Today while coming back I saw a couple with a young kid. They were the saddest two people I've ever seen in my life. From what I gathered they were coming back from regency- a well known hospital in the city. I couldn't stop looking at them... It felt like the whole world had condemned those two people to eternal misery. Maybe they lost someone or were worried about somebody's health that they were close to, maybe they didn't have enough money to pay for the treatment, maybe the child with them had something going wrong with him. Whatever it was, blame in on the mirror neurons because soon enough I wanted to cry like a baby! It was too heartbreaking. I've never been the emotional kind but at that moment I had the heaviest of hearts. I meet a lot of different people everyday, a lot of them going through some kind of suffering I never knew existed, I never imagined would hit anybody. I went to have tea with a guy in my coaching today who I later found out was 24 years old and had dropped engg to do CA. He was at the same level as mine (keeping in mind that I'm just 19 right now, have no immediate responsibilities, no backlogs) while he had failed 4 times in this level and was again determined to give the upcoming exams. It's crazy how people still continue to persist... still have ambitions, are still motivated to make it work even if that motivation comes from fear alone which might be in his case, the constant nagging fear of how he keeps getting older and soon will have a lot of responsibilities in hand. Even after all this, people are still kind. Even if life continues to hit them hard, the force of the blow so fierce that some may crumble, they still are very kind and humble.
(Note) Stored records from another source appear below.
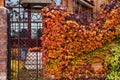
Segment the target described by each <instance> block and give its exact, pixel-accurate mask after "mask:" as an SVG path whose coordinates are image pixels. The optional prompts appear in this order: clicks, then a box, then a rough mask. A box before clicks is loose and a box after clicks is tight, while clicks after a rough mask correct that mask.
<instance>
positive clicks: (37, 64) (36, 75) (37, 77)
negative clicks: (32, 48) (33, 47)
mask: <svg viewBox="0 0 120 80" xmlns="http://www.w3.org/2000/svg"><path fill="white" fill-rule="evenodd" d="M36 33H37V34H36V35H37V37H36V46H37V47H38V23H37V32H36ZM36 57H37V59H36V60H37V69H36V70H37V71H36V74H37V75H36V80H38V78H39V77H38V51H37V56H36Z"/></svg>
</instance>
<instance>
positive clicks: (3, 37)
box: [0, 7, 7, 80]
mask: <svg viewBox="0 0 120 80" xmlns="http://www.w3.org/2000/svg"><path fill="white" fill-rule="evenodd" d="M0 80H7V9H6V8H4V7H0Z"/></svg>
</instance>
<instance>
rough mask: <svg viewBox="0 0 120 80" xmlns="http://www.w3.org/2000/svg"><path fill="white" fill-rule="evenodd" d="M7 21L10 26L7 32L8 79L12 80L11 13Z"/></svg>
mask: <svg viewBox="0 0 120 80" xmlns="http://www.w3.org/2000/svg"><path fill="white" fill-rule="evenodd" d="M7 22H8V24H7V26H8V28H7V34H8V45H7V48H8V55H7V58H8V59H7V69H8V71H7V80H10V78H11V58H10V56H11V51H10V50H11V49H10V46H11V44H10V42H11V39H10V33H11V30H10V28H11V27H10V26H11V25H10V13H8V16H7Z"/></svg>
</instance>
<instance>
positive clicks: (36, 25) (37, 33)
mask: <svg viewBox="0 0 120 80" xmlns="http://www.w3.org/2000/svg"><path fill="white" fill-rule="evenodd" d="M5 6H6V8H8V9H9V15H8V80H42V79H43V68H42V53H41V52H40V51H35V52H34V51H33V52H30V48H34V47H40V40H39V37H40V36H41V30H42V18H41V16H40V15H39V14H38V12H37V11H35V10H33V9H24V8H22V6H21V5H20V1H19V0H6V1H5Z"/></svg>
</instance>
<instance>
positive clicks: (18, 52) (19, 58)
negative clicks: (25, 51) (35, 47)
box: [18, 2, 21, 80]
mask: <svg viewBox="0 0 120 80" xmlns="http://www.w3.org/2000/svg"><path fill="white" fill-rule="evenodd" d="M18 19H19V20H18V21H20V2H19V18H18ZM18 26H19V28H18V80H20V74H19V72H20V54H21V50H20V23H19V24H18Z"/></svg>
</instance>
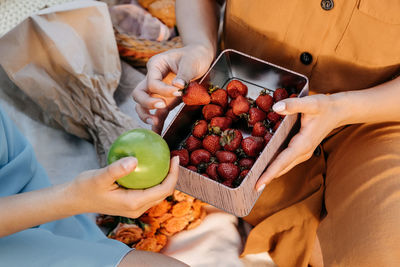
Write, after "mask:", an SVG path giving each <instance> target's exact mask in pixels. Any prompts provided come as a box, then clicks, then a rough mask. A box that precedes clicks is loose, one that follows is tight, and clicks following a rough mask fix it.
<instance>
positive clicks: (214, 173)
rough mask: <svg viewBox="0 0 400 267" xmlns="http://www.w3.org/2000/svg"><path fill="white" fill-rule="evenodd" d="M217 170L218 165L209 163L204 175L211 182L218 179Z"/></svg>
mask: <svg viewBox="0 0 400 267" xmlns="http://www.w3.org/2000/svg"><path fill="white" fill-rule="evenodd" d="M217 168H218V163H211V164H210V165H208V167H207V169H206V173H207V174H208V176H210V178H211V179H213V180H218V178H219V177H218V172H217Z"/></svg>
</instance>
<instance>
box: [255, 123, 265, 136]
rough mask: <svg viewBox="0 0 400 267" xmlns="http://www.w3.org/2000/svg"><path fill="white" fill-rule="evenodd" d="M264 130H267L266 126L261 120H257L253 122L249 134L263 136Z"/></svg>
mask: <svg viewBox="0 0 400 267" xmlns="http://www.w3.org/2000/svg"><path fill="white" fill-rule="evenodd" d="M266 132H267V127H266V126H265V125H264V123H263V122H261V121H259V122H256V124H254V126H253V131H252V132H251V135H252V136H261V137H263V136H264V135H265V133H266Z"/></svg>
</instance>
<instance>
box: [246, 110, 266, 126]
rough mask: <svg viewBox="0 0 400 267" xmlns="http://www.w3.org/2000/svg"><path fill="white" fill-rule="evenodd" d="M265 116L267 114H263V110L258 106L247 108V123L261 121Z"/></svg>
mask: <svg viewBox="0 0 400 267" xmlns="http://www.w3.org/2000/svg"><path fill="white" fill-rule="evenodd" d="M266 117H267V114H265V112H264V111H262V110H261V109H258V108H251V109H250V110H249V119H248V123H249V125H254V124H256V122H259V121H263V120H265V118H266Z"/></svg>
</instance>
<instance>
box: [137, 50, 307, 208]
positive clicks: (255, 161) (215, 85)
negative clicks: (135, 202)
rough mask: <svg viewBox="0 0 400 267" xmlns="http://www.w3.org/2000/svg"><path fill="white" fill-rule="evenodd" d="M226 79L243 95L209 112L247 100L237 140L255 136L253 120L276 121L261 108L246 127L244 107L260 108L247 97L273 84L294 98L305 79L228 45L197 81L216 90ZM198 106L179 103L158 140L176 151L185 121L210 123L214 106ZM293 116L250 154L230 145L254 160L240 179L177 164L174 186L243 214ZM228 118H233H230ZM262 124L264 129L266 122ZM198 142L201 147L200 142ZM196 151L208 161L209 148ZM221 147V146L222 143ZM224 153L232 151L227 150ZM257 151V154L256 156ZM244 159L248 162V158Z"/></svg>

I also sometimes am amazed at how nice people can be. Whether it's the policeman who always waves a bye to me on my way back home, or the tea stall guy striking up a conversation about how the weather is, everyone... just constantly seeking for something human in this inhumane world of suffering they go through on a daily basis to make ends meet, to fulfil responsibilities.
All this makes me think how blessed I have been to never have much to worry about when it comes to prosperity, health or my relationships with family and friends. It does get harsh at times and it will in the future as well but the people I meet or talk to are on a different level of suffering which just kills me from inside.
In the end, I realize I cannot do much about it other than continue to better myself as a human being and shower love wherever and whenever possible. And never to hurt anybody because every human being walking this planet is going through things unimaginable, even if it does not solve their problem but a little smile and a nice conversation, even if about how harsh the weather is, can preserve their belief in humanity again.